Et comment doit-on qualifier le fait de caricaturer Mahomet alors que l’islam en interdit toute représentation (ou selon certains ne l’encourage pas) ? Intelligence, courage, vanne de potache, œuvre œcuménique, souci de rapprocher les peuples, provocation gratuite et à haut risque, connerie monumentale ? En ce qui me concerne je ne retiendrai que les deux dernières propositions. Et contrairement à la plupart de mes compatriotes je ne chercherai pas à enfouir mon malaise sous un amoncellement de certitudes oniriques. Je suis lucide, je garde les yeux ouverts sur les causes et leurs effets, et ce qui me vient à l’esprit est cet ancien adage : « Qui sème le vent récolte la tempête ». C’est un constat terrible au vu de l’immensité de la tragédie, mais c’est un constat qu’il est nécessaire de faire, il faut en avoir le courage, sinon la mort de ces hommes ne nous aura apporté qu’illusions supplémentaires sur nous-mêmes. Alors je le dis avec une fermeté à la mesure du dégoût que notre aveuglement et notre hypocrisie m’inspirent : leurs kalachnikovs ont tué douze hommes, mais nos crayons en ont profondément choqué des centaines de millions.
Nos caricatures du prophète s’apparentent aux bombes que nous larguons dans l’espoir naïf que des ruines jaillira la démocratie. Malgré tant de revers, tant de déchirements, tant de morts innocents, nous n’avons toujours pas compris que ce n’est pas à nous de réformer l’islam et le monde arabe. En Europe, après que l’Église ait imposé sa dictature durant un millénaire, après le bain de sang et les souffrances que cette foi aux multiples visages a occasionnés, au 18ème siècle la lumière a progressivement jailli des ténèbres de l’obscurantisme. Le monde arabo-musulman regorge d’esprits brillants dont l’ouverture et la tolérance représentent cet espoir ; bien plus, infiniment plus que nos tentatives égoïstes et maladroites d’imposer notre conception des choses.
Rappelons-nous que nous n’avons pas inventé la démocratie, mais que nous en avons hérité, et que les droits dont nous jouissons aujourd’hui ont été arrachés de haute lutte par d’autres. Il n'y a donc rien dont nous puissions nous enorgueillir dans les valeurs que nous défendons. Rappelons-nous surtout que rien n’est acquis définitivement, et qu'à défaut d'auteurs nous devons être des gardiens. Il est clair en effet que nos démocraties s’éloignent progressivement de la vision que nos ancêtres révolutionnaires en avaient, et que l’autoritarisme est toujours prêt à fondre sur elles, comme on le constate aujourd’hui en Occident. Ainsi, avant que de tenter d’imposer à des esprits non préparés la démocratie, les droits de l’Homme et la liberté d'expression, occupons-nous d’abord de la manière dont nous les bafouons chez nous, afin d'y remédier.

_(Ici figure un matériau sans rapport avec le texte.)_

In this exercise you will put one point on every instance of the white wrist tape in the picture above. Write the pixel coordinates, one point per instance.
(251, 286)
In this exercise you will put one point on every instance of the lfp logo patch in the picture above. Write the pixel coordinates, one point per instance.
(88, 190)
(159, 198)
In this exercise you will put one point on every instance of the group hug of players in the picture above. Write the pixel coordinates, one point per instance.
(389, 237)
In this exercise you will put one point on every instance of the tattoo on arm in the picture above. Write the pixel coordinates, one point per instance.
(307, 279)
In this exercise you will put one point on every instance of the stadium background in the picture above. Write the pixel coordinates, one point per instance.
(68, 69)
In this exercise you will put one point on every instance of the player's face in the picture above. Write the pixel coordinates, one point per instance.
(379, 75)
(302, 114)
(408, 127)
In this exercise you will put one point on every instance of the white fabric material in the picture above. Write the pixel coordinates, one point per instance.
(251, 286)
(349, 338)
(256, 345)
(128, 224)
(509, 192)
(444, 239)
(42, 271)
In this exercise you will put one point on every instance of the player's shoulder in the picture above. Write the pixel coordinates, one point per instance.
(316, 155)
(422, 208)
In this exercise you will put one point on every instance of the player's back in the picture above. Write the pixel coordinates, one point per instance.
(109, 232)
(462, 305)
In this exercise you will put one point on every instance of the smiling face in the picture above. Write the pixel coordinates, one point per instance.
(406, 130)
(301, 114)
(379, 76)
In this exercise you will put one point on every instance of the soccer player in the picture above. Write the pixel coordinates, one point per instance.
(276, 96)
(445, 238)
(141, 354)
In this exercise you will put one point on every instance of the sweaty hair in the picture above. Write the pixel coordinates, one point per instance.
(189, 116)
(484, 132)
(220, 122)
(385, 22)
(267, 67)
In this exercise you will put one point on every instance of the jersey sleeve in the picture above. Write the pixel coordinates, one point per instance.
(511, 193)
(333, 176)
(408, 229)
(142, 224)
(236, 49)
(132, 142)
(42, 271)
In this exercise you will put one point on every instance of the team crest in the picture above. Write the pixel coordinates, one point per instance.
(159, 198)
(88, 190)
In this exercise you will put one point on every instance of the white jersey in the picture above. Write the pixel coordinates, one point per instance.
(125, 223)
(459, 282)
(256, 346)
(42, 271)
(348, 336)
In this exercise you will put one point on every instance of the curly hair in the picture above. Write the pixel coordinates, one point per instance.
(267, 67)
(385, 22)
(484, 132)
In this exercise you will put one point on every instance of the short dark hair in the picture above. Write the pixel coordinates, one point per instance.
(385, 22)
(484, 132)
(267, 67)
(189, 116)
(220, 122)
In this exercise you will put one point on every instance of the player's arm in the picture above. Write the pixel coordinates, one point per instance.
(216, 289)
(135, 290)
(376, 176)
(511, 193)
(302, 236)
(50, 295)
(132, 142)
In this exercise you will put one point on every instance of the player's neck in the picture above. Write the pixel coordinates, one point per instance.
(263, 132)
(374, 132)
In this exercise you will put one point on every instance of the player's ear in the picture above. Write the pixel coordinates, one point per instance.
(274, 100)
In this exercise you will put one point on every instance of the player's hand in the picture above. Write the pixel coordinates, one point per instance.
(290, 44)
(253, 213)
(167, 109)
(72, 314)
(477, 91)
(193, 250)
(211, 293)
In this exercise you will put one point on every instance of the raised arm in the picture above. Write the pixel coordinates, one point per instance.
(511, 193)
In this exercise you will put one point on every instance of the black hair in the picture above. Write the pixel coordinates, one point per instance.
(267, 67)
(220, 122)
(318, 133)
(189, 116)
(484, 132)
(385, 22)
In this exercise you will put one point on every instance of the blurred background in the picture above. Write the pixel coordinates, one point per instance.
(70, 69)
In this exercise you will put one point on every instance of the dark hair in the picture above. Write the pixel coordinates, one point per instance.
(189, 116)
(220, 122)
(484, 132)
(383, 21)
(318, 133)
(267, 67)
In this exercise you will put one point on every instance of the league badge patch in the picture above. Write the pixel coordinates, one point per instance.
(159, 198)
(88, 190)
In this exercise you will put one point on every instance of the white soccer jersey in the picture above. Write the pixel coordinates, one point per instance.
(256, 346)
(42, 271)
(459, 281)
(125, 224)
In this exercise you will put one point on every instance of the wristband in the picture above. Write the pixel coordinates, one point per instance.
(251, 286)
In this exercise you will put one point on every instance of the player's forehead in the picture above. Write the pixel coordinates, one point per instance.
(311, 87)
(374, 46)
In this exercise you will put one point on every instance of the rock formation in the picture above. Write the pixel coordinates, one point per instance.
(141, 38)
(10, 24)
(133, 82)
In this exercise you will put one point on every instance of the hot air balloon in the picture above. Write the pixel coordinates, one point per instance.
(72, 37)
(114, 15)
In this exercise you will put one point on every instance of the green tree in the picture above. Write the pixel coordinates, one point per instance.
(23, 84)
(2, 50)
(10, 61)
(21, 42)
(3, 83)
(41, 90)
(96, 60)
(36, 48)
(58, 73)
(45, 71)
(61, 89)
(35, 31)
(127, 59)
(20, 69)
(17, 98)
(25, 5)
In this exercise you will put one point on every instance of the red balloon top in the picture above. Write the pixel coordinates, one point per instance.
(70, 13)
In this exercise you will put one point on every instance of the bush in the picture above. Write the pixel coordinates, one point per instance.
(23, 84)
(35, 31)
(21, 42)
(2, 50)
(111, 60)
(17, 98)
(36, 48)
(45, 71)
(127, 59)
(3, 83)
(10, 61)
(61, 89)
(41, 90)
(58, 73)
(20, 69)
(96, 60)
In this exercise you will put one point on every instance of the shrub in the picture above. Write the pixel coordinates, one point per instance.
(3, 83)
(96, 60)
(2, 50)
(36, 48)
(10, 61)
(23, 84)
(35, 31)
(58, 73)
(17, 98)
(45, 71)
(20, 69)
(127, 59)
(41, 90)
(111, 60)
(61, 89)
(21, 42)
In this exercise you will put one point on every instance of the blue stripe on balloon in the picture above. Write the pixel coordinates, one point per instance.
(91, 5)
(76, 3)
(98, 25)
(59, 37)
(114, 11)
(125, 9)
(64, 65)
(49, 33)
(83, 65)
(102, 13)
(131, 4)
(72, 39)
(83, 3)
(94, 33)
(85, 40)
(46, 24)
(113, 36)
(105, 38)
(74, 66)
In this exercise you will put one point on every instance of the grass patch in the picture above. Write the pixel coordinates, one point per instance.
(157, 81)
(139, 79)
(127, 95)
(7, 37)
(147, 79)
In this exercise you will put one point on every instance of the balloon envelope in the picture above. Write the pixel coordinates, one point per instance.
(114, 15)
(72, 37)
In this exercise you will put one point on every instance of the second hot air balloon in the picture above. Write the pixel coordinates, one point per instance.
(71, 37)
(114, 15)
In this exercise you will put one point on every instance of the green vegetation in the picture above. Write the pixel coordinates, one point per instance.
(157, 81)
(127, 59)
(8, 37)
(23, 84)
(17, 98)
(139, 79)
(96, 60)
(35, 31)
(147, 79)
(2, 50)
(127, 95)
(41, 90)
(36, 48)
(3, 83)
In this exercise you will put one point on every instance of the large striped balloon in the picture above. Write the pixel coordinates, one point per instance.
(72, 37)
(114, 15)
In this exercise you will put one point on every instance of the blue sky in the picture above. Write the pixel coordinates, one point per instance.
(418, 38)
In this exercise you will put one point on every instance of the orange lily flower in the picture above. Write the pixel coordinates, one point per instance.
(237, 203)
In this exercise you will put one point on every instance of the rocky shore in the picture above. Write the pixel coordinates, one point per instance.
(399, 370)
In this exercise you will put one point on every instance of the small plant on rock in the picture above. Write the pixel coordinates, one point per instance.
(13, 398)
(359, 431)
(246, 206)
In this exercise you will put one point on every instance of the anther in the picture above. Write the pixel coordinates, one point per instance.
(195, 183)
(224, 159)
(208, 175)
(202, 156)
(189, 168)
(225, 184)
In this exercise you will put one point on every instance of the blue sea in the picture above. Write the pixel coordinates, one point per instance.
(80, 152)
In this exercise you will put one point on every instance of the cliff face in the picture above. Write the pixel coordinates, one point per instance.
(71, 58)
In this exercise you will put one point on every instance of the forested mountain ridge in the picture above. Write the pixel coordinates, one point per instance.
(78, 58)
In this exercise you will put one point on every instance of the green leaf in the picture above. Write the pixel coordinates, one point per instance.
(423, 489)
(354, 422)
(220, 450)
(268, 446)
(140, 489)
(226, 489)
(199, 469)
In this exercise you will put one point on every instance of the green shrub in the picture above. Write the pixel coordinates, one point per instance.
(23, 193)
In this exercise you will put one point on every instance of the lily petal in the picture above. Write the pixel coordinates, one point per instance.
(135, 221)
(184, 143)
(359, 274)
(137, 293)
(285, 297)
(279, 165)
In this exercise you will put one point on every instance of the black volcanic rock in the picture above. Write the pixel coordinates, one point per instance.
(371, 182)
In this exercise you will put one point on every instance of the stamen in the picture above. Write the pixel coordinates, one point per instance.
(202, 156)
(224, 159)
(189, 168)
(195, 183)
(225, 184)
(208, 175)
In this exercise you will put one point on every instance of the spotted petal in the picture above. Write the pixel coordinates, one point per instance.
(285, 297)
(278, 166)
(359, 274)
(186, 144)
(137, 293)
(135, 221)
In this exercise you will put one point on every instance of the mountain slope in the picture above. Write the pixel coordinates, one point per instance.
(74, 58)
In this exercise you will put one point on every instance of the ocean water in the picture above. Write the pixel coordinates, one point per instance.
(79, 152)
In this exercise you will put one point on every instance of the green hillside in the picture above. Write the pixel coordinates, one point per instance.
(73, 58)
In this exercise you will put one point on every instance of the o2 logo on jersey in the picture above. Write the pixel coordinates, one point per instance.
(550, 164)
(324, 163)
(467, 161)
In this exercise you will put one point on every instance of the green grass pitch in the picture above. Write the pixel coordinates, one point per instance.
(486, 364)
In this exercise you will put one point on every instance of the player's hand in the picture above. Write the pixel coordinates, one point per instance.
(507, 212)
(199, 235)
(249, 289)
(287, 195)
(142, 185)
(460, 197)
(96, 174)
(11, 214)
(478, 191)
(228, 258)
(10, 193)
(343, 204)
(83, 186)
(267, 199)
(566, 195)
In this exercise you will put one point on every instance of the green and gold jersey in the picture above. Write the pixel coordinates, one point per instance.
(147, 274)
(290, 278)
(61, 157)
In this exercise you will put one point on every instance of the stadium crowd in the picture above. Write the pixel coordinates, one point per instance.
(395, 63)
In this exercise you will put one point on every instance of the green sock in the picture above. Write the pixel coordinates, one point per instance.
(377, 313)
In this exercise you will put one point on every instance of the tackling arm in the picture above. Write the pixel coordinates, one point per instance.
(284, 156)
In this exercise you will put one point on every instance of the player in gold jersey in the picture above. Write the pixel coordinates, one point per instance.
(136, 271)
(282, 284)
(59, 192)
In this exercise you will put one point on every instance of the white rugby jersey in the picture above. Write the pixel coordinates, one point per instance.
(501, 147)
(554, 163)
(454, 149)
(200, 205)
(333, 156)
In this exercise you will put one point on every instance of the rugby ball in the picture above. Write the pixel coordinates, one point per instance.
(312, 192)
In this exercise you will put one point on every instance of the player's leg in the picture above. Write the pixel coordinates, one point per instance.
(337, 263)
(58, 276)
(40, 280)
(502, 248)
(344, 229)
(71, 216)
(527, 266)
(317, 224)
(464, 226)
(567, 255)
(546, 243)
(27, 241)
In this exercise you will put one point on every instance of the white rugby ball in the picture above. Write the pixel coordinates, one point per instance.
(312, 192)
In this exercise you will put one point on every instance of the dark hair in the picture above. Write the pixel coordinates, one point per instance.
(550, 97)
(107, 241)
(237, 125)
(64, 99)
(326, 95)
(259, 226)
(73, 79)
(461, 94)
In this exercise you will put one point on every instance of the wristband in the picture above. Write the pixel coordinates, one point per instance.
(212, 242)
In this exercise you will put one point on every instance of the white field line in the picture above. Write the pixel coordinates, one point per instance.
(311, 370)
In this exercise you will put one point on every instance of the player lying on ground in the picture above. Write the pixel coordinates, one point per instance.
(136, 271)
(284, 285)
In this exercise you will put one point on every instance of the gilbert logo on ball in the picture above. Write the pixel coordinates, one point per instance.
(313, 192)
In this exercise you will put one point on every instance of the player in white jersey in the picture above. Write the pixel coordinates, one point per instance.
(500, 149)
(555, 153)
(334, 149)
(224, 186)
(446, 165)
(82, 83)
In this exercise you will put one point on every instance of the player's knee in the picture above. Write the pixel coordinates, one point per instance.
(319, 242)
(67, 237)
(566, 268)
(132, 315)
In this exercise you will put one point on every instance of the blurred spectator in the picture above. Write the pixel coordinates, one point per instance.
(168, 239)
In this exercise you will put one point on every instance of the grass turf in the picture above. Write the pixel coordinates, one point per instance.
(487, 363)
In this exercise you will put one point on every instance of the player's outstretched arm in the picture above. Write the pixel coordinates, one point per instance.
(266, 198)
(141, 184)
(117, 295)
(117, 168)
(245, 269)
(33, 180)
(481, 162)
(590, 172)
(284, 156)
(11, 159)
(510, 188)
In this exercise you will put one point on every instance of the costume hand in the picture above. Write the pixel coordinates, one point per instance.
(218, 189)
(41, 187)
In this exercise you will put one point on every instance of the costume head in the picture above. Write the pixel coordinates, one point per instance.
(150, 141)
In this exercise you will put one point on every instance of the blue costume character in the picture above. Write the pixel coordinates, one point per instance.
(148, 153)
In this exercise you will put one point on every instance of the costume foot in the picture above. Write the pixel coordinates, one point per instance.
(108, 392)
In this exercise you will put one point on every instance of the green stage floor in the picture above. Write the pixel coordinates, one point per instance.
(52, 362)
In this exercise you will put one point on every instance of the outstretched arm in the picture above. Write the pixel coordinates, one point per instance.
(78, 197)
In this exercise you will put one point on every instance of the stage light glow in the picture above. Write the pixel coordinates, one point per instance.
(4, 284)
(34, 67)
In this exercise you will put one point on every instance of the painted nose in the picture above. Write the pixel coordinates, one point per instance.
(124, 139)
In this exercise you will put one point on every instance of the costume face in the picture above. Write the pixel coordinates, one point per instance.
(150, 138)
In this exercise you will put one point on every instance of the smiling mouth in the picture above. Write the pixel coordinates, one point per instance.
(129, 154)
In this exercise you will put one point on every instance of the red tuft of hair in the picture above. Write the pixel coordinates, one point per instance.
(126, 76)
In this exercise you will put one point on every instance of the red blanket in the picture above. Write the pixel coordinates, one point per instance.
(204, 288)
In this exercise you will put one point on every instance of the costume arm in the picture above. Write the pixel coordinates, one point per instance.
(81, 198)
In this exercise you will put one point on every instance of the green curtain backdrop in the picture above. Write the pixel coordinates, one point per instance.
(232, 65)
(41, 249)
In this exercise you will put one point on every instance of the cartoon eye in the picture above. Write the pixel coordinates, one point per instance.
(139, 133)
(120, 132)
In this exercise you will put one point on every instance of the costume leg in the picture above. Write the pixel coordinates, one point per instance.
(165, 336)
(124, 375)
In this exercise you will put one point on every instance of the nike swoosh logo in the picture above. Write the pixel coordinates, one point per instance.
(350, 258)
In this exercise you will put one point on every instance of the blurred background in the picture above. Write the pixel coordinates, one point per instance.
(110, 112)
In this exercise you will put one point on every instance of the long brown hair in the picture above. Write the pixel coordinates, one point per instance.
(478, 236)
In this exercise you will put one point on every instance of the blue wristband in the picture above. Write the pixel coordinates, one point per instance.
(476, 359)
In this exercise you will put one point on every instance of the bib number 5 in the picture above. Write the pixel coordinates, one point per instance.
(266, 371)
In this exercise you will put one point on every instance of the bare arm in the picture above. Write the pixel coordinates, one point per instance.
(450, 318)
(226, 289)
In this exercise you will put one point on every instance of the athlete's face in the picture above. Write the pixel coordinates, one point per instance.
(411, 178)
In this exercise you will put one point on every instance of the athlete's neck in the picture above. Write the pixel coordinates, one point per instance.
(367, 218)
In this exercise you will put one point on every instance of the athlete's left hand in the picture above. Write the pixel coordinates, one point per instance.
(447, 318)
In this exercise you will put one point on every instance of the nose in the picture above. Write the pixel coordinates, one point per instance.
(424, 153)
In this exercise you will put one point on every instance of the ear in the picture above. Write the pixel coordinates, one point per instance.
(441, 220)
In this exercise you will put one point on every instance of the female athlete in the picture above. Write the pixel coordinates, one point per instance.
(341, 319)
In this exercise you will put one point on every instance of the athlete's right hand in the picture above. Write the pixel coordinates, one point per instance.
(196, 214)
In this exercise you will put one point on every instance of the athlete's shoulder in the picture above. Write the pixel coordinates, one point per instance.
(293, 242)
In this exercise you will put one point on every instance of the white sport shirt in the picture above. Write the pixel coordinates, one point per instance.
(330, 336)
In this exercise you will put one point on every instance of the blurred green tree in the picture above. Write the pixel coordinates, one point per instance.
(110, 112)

Agissons donc en sorte que ces douze malheureux en viennent à être vus comme les pères fondateurs d’une nouvelle France, une France véritablement digne de ses prétentions, à la hauteur des valeurs que les Lumières, ses Lumières, ont longtemps projeté sur le monde avant de sérieusement pâlir. Puisse le terme de liberté de penser et de s’exprimer retrouver son sens originel et être farouchement défendu, sans compromission ni concession, et dans le respect d’autrui. Puissent ceux dont le nom a été sali parce qu’ils ne pensaient pas de manière politiquement correcte, parce qu’ils dénonçaient l’arbitraire, parce qu’ils étaient en désaccord avec plus puissant qu’eux, parce qu’ils s’efforçaient d’ouvrir les yeux de leurs contemporains sur certaines dérives, certains abus, parce qu’ils s’opposaient à certaines communautés à qui un pouvoir supérieur à celui du commun a été injustement accordé, puissent ceux-là recouvrer leur honneur. Demandons-nous ce que signifie le concept de « liberté d’expression » dans un pays où tout travail historique sur l’Holocauste est interdit, où le droit de défendre des particularismes et des intérêts de toute sorte entre en conflit permanent avec le droit que la loi est pourtant supposée offrir à chacun de les dénoncer ou de les railler. Comme si dans notre pays la liberté d’expression était à géométrie variable, fonction de l’importance des intérêts de chacun et de sa sphère d’influence. Ne nous berçons pas de l'illusion que publier des caricatures offensantes pour le quart de la population mondiale peut symboliser la liberté d'expression. Nous y perdrions notre raison et notre âme.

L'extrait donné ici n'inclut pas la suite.